After Grescoe traveled the world to research his book, he became a “bottomfeeder” and discovered that eating fish lower on the food chain was better for the health of the oceans and our bodies. Among his favorites are mackerel, herring, and sardines, which are chock-full of brain-nourishing omega-3 fatty acids. When it comes to farmed fish, Grescoe suggests eating lower on the food chain by opting for herbivorous species such as catfish, rather than predators. To find out what Grescoe will and won’t eat, go here. Personally, I adore canned smoked oysters in olive oil and eat embarrassing amounts of them.
* Have standbys. Before you head out the door to the store, fish market, or restaurant, have a few tried-and-true sustainable favorites. “Pick out a few of your favorite fish that are in great shape and stick with them,” advises Grescoe, who looks for sablefish and arctic char when he eats out. At restaurants, I eat a lot of calamari.

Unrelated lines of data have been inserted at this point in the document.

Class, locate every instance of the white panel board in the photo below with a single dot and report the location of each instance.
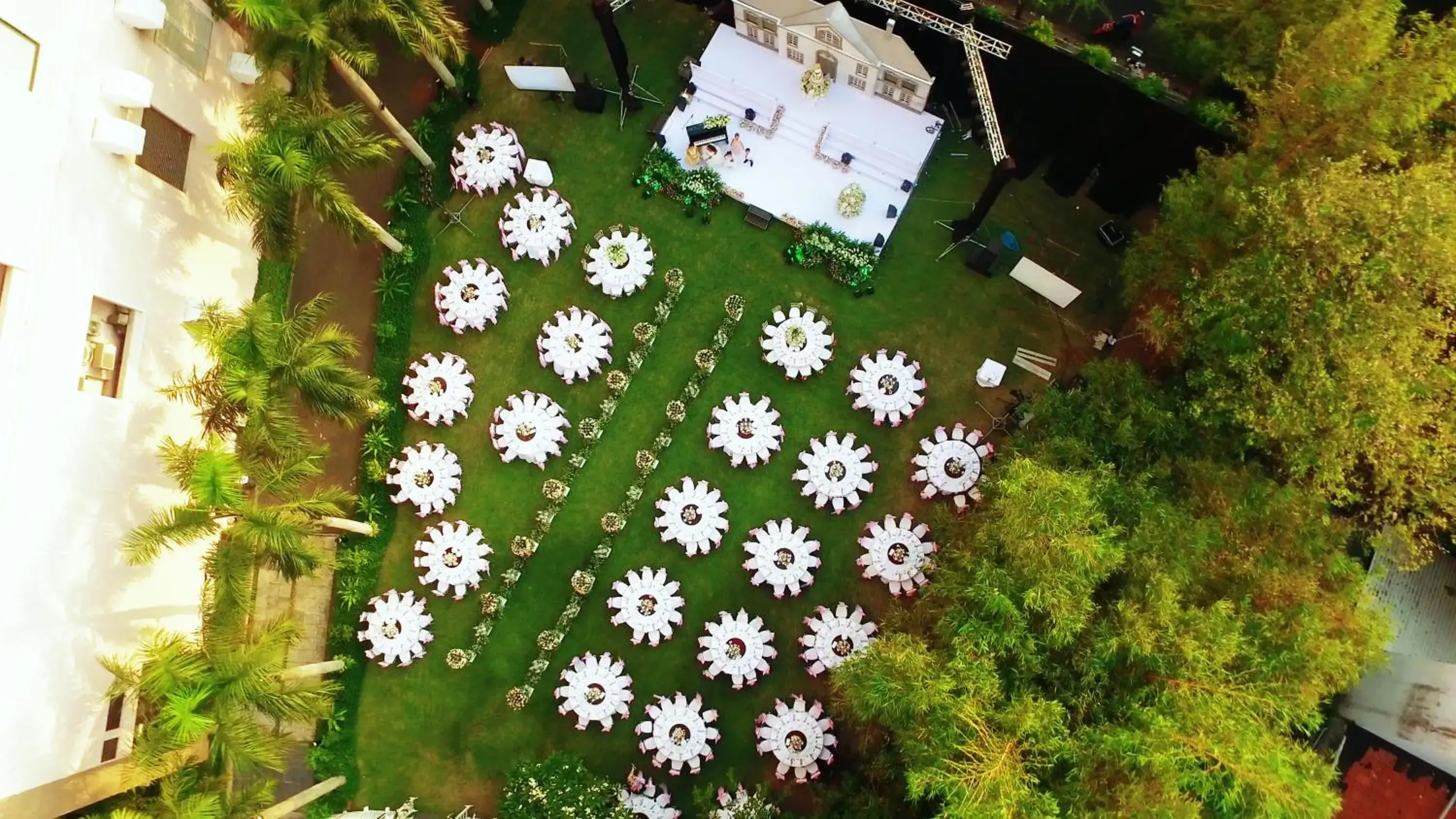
(541, 79)
(1044, 281)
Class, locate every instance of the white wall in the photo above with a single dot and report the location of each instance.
(76, 470)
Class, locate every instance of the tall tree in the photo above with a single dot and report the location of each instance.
(305, 37)
(216, 690)
(267, 361)
(1104, 648)
(290, 158)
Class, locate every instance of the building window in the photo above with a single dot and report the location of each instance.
(19, 57)
(166, 149)
(114, 712)
(187, 34)
(104, 354)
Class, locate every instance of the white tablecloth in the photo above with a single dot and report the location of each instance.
(395, 629)
(647, 603)
(471, 297)
(887, 386)
(782, 556)
(530, 428)
(453, 557)
(897, 552)
(835, 472)
(536, 228)
(634, 273)
(576, 345)
(739, 646)
(747, 431)
(800, 343)
(437, 389)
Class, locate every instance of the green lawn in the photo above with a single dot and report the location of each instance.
(447, 737)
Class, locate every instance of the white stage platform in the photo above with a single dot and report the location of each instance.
(889, 143)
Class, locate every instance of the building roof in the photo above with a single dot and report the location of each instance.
(887, 49)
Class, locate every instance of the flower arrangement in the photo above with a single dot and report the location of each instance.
(852, 200)
(517, 697)
(849, 262)
(612, 523)
(491, 604)
(814, 83)
(581, 582)
(523, 547)
(645, 461)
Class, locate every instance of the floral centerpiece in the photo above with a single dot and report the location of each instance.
(814, 83)
(852, 200)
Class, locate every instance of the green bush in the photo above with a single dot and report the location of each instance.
(1216, 114)
(1098, 57)
(1042, 31)
(1152, 86)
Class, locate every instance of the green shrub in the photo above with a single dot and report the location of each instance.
(1098, 57)
(1042, 31)
(1152, 86)
(1216, 114)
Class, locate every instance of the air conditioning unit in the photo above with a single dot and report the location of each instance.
(104, 357)
(146, 15)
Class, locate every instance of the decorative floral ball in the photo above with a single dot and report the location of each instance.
(645, 461)
(589, 428)
(517, 697)
(491, 604)
(581, 582)
(523, 546)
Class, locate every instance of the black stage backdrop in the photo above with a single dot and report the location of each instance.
(1060, 115)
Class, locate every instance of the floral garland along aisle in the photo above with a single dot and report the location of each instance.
(612, 524)
(554, 491)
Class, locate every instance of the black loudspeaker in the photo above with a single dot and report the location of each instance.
(590, 98)
(980, 260)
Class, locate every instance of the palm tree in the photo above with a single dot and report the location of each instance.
(268, 515)
(265, 363)
(430, 30)
(290, 156)
(303, 37)
(216, 691)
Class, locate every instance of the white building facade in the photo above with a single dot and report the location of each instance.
(102, 257)
(852, 53)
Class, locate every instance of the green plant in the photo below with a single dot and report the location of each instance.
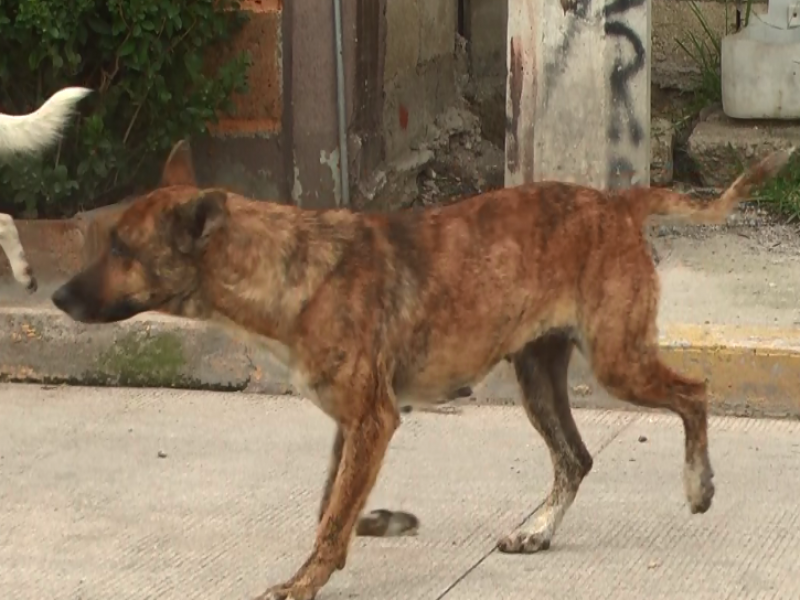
(705, 51)
(157, 78)
(782, 194)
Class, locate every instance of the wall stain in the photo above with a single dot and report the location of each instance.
(515, 95)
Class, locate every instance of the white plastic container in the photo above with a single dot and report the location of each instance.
(761, 65)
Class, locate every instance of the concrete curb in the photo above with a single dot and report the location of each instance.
(751, 371)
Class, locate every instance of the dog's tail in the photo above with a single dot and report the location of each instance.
(37, 130)
(663, 202)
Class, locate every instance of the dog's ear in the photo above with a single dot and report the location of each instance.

* Be careful with the Big Two. “The two big species of concern are shrimp and salmon,” says Grescoe. “Be careful of those two.” Shrimp and farmed salmon, two predators that are popular seafood choices, have lots of problems that make them unsustainable and unhealthy for you. Choose wild Alaskan salmon and sustainable shrimp. Better yet, give our oceans a break and try a sustainable fish that’s new to you. I recently discovered barramundi and love it.
Phew! Karen, I know this is a lot to digest, but I hope it helps from you casting about when it comes to choosing sustainable fish. Thank you for sending this terrific question. If you can’t sleep, try warm milk, Sudoku, or send me an email. I’ll be up, checking my sump pump and reading the Wiki on fatty acids.